Research

Research Overview

Identifying and understanding of variants of unknown significance (VUS) and development of resistance to targeted therapies represent two significant challenges facing current cancer care. Increased targeted panel sequencing of patients will continue to reveal variants lacking functional annotation. Thus, our lab strives to establish systematic methods to proactively assess the functionality of unknown variants in cancer. The second focus of our lab is to investigate the mechanisms underlying both on- and off-target sensitivity and resistance to targeted therapies. To address these important questions, we use a combination of high-throughput genetic screening, assay development, molecular biology, and inhibitor sensitivity/resistance analyses in an effort to understand variant biology and improve clinical outcomes.

Variant Functionality

Variants of unknown significance (VUS) pose a significant challenge to global cancer care. VUS can be identified using sequencing technologies such as whole-genome or whole-exome sequencing, which analyze an individual's entire genetic code (WGS) or specific protein-coding regions (WES). During sequencing, genetic variations or variants, are detected by comparing an individual's DNA sequence to a reference genome. Variants that differ from the reference sequence are further analyzed to determine their potential significance. Those lacking clear annotation as either benign or pathogenic are classified as VUS. Understanding these variants is critical as they may underlie various genetic disorders, impacting patient health. Additionally, investigating uncharacterized variants can reveal novel disease mechanisms and therapeutic targets, which is essential for advancing cancer treatment. With personalized medicine on the rise, accurate interpretation of genetic variants, including VUS, is indispensable for tailoring treatments according to individual genetic profiles. Thus, investigations into VUS are fundamental for enhancing clinical care, driving genetic research, aiding informed decision-making in genetic counseling, and deepening our understanding of human genetics and disease.

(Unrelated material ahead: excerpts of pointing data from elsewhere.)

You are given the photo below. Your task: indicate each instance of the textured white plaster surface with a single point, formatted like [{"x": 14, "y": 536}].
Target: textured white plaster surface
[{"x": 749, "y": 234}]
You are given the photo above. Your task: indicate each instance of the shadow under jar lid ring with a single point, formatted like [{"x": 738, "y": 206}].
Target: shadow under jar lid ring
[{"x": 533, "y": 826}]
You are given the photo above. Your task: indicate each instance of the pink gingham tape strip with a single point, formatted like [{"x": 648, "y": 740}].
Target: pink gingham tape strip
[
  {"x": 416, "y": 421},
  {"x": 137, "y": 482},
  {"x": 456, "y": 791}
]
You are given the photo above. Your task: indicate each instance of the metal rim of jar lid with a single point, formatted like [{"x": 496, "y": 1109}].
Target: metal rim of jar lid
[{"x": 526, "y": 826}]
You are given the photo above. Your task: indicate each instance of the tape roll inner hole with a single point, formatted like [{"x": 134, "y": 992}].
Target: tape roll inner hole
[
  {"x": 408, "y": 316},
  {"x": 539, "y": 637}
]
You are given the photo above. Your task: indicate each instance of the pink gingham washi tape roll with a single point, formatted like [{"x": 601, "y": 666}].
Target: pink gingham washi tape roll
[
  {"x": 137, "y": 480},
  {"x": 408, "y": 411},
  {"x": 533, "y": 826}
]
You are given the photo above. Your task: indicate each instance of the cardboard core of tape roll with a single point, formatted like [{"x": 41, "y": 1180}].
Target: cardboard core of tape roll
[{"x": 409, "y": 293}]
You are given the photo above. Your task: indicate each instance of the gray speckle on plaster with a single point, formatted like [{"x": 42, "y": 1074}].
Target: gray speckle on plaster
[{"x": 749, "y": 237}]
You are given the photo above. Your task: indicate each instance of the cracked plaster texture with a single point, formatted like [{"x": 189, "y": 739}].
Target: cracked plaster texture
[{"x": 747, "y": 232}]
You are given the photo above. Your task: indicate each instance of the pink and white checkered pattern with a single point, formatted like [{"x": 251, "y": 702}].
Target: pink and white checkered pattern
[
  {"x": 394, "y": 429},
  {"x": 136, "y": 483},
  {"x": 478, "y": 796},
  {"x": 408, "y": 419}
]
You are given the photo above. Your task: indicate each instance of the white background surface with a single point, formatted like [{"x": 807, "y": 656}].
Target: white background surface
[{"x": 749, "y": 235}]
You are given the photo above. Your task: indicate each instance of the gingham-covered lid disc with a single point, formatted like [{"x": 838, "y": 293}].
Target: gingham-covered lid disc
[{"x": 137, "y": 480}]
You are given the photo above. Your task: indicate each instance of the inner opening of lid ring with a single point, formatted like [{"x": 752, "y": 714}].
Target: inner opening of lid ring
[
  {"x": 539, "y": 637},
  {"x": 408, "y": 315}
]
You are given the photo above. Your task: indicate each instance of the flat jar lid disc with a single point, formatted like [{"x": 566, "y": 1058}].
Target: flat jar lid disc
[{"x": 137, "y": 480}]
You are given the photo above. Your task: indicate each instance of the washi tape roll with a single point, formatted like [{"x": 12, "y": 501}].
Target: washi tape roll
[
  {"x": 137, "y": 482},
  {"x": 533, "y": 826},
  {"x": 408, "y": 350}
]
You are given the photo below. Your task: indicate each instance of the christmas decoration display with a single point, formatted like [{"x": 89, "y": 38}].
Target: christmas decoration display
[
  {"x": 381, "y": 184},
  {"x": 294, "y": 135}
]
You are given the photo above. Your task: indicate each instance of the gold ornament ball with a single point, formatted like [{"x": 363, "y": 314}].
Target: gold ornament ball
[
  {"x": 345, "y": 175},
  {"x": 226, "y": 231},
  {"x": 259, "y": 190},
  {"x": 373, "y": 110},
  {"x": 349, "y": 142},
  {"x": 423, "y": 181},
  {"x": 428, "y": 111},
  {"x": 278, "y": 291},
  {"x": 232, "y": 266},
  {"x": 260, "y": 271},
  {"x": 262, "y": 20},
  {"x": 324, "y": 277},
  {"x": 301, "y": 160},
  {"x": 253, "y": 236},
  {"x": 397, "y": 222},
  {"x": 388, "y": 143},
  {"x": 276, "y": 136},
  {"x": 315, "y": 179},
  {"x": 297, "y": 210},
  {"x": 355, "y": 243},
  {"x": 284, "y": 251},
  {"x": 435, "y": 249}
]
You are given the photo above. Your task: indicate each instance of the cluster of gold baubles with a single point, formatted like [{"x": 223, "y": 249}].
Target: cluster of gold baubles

Graphic of variant functionalities
Mechanisms of resistance to targeted therapies. De novo resistance to targeted therapy. On-target acquired resistance to targeted therapy to relapse. Off-target acquired resistance to targeted therapy to relapse.

Resistance to targeted therapies

Despite initial success, many cancer patients eventually develop resistance to targeted therapies. Resistance mechanisms can arise through multiple pathways, including, but not limited to, genetic alterations, activation of bypass pathways, interactions with the tumor microenvironment, epigenetic modifications, and phenotypic heterogeneity. These mechanisms often lead to the reactivation of oncogenic pathways or the activation of alternative signaling pathways, rendering targeted therapies ineffective. Overcoming resistance to targeted therapies requires a multifaceted approach, including the development of combination therapies, novel targeted agents, and strategies to target resistance mechanisms directly. Understanding the underlying biology of resistance is crucial for improving treatment outcomes and developing more effective therapeutic strategies for cancer patients.